Thursday, January 29, 2015

Report from the Abyss


Today's evening beach walk. (thank god) There were hundreds of gulls.

I heard THIS today as I was driving and had to pull over. If you're a regular reader here, you'll remember that about a month ago I LOST DAN'S VOICEMAILS. I was overjoyed to hear that after three days the 11 engineers working to recover the lost message from this guy's wife succeeded. If you Google "lost voicemails from loved ones" you'll see that is not how it usually goes. I recommend you have a box of kleenex handy if you do Google that. Just reading the search results page without actually clicking on anything is enough to shatter your heart.

Here's the thing. A voicemail is not just a recording of a person's voice. It's a recording of them speaking directly to you and only you. Those words are for your ears only. And they've had a few seconds to gather their thoughts while they listened to your outgoing message. They want to talk to you. They have something to say. They want to talk to you so bad that they're going to talk even though you're not really there in person listening.

So yeah. Fuck you T-Mobile.

And speaking of the voices of loved ones, it's monumentally ironic that as I type this, I'm opening up my iTunes to drown out the sound of my mother who is on one of her moaning jags. Are you okay? Do you need something? Can I help you? Do you need a pain pill? These are the questions I've politely asked while my brain is screaming shutupshutupshutupshutupshuthefuckup.

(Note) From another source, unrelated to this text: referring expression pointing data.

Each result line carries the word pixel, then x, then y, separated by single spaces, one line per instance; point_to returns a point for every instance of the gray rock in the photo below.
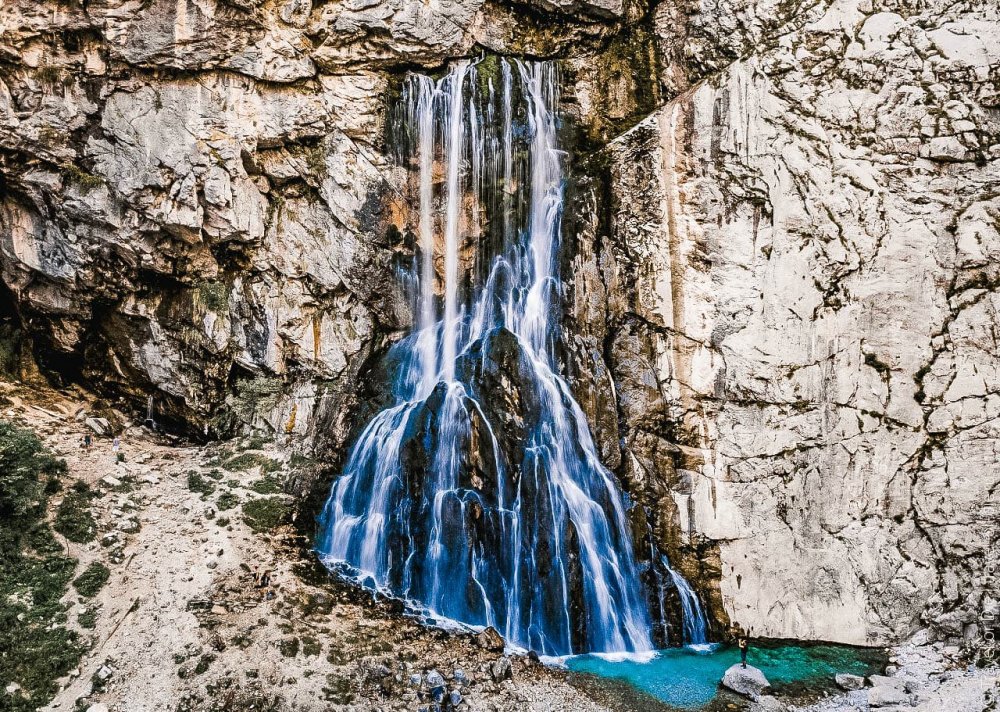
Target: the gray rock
pixel 490 639
pixel 101 426
pixel 748 681
pixel 847 681
pixel 767 703
pixel 500 669
pixel 887 692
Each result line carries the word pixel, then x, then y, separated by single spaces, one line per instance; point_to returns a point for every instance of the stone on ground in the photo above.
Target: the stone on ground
pixel 101 426
pixel 887 692
pixel 748 681
pixel 847 681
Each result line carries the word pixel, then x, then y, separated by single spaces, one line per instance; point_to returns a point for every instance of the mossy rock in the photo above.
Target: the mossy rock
pixel 265 513
pixel 92 580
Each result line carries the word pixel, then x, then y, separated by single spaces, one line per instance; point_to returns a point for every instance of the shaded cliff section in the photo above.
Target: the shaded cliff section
pixel 195 203
pixel 780 246
pixel 795 262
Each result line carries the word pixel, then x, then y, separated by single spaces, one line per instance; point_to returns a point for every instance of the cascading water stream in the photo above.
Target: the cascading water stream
pixel 478 495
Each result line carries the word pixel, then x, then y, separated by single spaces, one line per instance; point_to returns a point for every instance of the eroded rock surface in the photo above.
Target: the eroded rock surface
pixel 802 252
pixel 780 261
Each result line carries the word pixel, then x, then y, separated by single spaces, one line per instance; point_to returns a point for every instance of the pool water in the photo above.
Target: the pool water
pixel 688 678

So yeah. Fuck you old age and all the meds with the weird side effects and every other degenerative thing that can make a person moan and groan non-stop without even knowing it.

Yeah. It's 9:00 and I'm going to bed.


Tuesday, January 27, 2015

So. A Seahorse Walks into a Bar...

Beach goer art 
When I walked by this piece of driftwood stuck into the sand today, I re-called one of the spontaneous games that popped up with the grandchildren this past weekend. I suppose not every grandma would begin a game with young grandchildren that begins with someone or something walking into a bar, but the game was essentially word play which all three of my grandchildren enjoy.

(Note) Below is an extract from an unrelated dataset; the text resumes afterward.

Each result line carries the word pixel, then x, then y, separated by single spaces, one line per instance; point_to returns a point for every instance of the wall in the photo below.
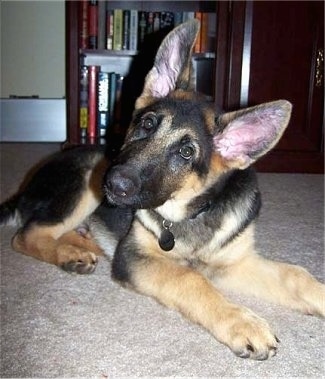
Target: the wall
pixel 33 48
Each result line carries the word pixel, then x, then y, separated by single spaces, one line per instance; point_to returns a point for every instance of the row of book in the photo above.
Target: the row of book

So, a crab walks into a bar, and the bartender says, "Sorry. We don't serve crabs here." So the crab says, "Aw, c'mon, I won't be shellfish."

So, a fish walks into a bar, and the bartender says, "Sorry. We don't serve fish here." So the fish says, "What's the catch?"

So, a whale walks into a bar, and the bartender says, "Sorry. We don't serve whales here. So the whale says, "Hey, it's not a fluke that I'm here. I'm here on porpoise!"

So, a seahorse walks into a bar.....go ahead you finish it.

Yeah, grandchildren. We had "tea by the sea," which is the best excuse ever for eating lots of sweets with lunch.


We took a whale watching boat ride, but did not, unfortunately, find any whales. There were, however, bottle nose dolphins. The ocean was mindbogglingly blue.



Today there were clouds that looked like dollops of whipped cream. Beauty. Whether it's art or nature or grandchildren, I'm always amazed.